The returned data frame includes at least the following columns:
"id" - integer. Id of the source document.
"rid" - integer. Relation ID.
"mid" - integer. Mention ID; unique to each coreference within a document.
"mention" - character. The mention as raw words from the text.
"mention_type" - character. One of "LIST", "NOMINAL", "PRONOMINAL", or "PROPER".
"number" - character. One of "PLURAL", "SINGULAR", or "UNKNOWN".
"gender" - character. One of "FEMALE", "MALE", "NEUTRAL", or "UNKNOWN".
"animacy" - character. One of "ANIMATE", "INANIMATE", or "UNKNOWN".
"sid" - integer.

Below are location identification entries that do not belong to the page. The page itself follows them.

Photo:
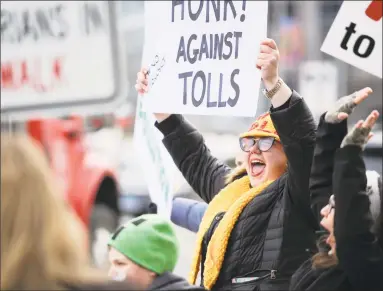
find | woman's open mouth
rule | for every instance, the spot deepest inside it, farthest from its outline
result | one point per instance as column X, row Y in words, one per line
column 257, row 167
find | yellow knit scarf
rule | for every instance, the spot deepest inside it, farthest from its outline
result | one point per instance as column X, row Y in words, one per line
column 232, row 199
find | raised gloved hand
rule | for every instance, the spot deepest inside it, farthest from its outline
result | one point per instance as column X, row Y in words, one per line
column 361, row 132
column 345, row 106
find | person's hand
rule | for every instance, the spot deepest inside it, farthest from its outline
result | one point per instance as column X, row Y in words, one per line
column 345, row 106
column 361, row 133
column 142, row 81
column 142, row 87
column 267, row 62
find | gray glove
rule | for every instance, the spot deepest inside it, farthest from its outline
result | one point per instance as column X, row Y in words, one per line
column 357, row 136
column 345, row 104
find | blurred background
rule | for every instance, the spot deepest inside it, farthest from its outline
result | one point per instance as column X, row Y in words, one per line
column 299, row 28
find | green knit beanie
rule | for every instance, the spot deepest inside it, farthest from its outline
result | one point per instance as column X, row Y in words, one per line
column 149, row 241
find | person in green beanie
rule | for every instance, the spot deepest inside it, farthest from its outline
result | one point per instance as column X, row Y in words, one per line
column 145, row 251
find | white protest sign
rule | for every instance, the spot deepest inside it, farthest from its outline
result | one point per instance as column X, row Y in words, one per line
column 318, row 81
column 355, row 37
column 210, row 49
column 60, row 57
column 161, row 174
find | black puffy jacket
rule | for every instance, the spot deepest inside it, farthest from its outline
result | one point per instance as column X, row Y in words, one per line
column 169, row 281
column 275, row 233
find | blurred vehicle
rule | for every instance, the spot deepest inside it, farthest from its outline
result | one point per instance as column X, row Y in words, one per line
column 134, row 197
column 89, row 183
column 122, row 117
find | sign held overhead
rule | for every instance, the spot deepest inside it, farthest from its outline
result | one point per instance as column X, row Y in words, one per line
column 355, row 37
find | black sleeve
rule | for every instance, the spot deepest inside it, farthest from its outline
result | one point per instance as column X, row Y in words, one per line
column 204, row 173
column 296, row 128
column 328, row 139
column 358, row 250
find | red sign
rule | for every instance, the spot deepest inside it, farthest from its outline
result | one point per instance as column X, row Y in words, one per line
column 40, row 75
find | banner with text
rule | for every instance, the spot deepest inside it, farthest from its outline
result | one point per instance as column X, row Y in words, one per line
column 208, row 52
column 162, row 176
column 355, row 37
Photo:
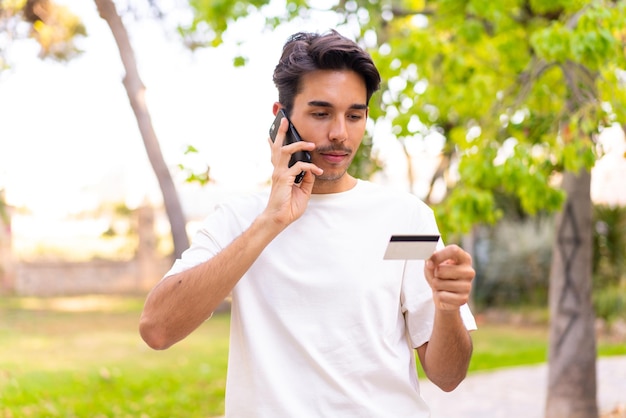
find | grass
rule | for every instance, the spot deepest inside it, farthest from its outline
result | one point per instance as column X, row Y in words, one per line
column 82, row 357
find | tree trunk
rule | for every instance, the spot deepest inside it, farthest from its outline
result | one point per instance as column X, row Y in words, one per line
column 572, row 349
column 135, row 90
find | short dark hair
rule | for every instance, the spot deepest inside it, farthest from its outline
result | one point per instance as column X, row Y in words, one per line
column 305, row 52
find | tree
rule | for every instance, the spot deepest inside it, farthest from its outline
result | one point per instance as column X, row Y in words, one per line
column 520, row 91
column 55, row 28
column 135, row 90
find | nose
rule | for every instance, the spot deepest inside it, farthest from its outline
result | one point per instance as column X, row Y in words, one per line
column 339, row 129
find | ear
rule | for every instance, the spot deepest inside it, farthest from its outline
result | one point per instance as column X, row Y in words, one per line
column 276, row 107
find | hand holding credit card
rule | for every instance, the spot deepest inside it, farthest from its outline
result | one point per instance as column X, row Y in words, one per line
column 411, row 247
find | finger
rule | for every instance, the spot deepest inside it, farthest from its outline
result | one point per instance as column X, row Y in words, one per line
column 446, row 271
column 450, row 254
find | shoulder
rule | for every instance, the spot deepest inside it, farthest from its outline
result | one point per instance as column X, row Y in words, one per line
column 392, row 196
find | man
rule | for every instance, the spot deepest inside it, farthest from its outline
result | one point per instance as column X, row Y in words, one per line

Sentence id of the coreference.
"tid" - integer. Token id at the start of the coreference.
"tid_end" - integer. Token id at the start of the coreference.
"tid_head" - integer. Token id of the head of the coreference.
Manning, Christopher D., Mihai Surdeanu, John Bauer, Jenny Finkel, Steven J. Bethard, and David McClosky. 2014. The Stanford CoreNLP Natural Language Processing Toolkit. In: Proceedings of the 52nd Annual Meeting of the Association for Computational Linguistics: System Demonstrations, pp. 55-60.
Marta Recasens, Marie-Catherine de Marneffe, and Christopher Potts. The Life and Death of Discourse Entities: Identifying Singleton Mentions. In: Proceedings of NAACL 2013.
Heeyoung Lee, Angel Chang, Yves Peirsman, Nathanael Chambers, Mihai Surdeanu and Dan Jurafsky. Deterministic coreference resolution based on entity-centric, precision-ranked rules. Computational Linguistics 39(4), 2013.
Heeyoung Lee, Yves Peirsman, Angel Chang, Nathanael Chambers, Mihai Surdeanu, Dan Jurafsky. Stanford's Multi-Pass Sieve Coreference Resolution System at the CoNLL-2011 Shared Task. In: Proceedings of the CoNLL-2011 Shared Task, 2011.
Karthik Raghunathan, Heeyoung Lee, Sudarshan Rangarajan, Nathanael Chambers, Mihai Surdeanu, Dan Jurafsky, Christopher Manning A Multi-Pass Sieve for Coreference Resolution. EMNLP-2010, Boston, USA. 2010.